INVEJA

INVEJA

p/ M.A.

Leio os versos da menina

que desconheço traço ou sina

Apenas leio seus versos, levemente

como quem apassarinha semente.

Cataratas abruptas dentro das palavras

Vou descobrindo, afogado nas águas

universo em desencanto, amor perdido

que em minha metáfora nunca vi traduzido.

Rosbife mal passado esse seu amor escancarado

sentimento sem remorso, cristal estalado

Apenas uma dôr, leve e risonha

pelo ausência de cheiros em suas fronhas.

À medida em que penetro nessa poesia

reporto-me a mim, quando singrava outros dias.

Lembra-me amor inocente, cartas que escrevia

e nunca postava: o remetente era o destino da missiva.

Tenho inveja dessa moça, desse amor declarado

da forma como descreve a ausência do amado.

É tão carregada de reentrâncias, umidades

humores revelando o corte em toda sua unidade.

Tenho inveja da poesia que ela faz sem medo

de revelar sua fragilidade, o erro, o acerto.

Tenho inveja do homem por ela amado

que não sabia que amor bom é o inventado .

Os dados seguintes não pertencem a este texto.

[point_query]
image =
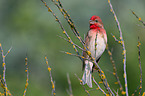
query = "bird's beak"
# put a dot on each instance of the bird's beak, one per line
(92, 22)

Perdão! Mas invejo a franqueza crua em seus versos

Versos que jamais farei, posto não ser tão complexo

a ponto de declarar inquilino o instinto que me compele

a sentir pena de quem não soube ler além da sua pele

Leio seus versos enquanto a noite se adentra

pela casa, pelas palavras e por fim se senta

ao lado do homem que sabe que, do outro lado

o medo dela atrairá outro verso a ser invejado.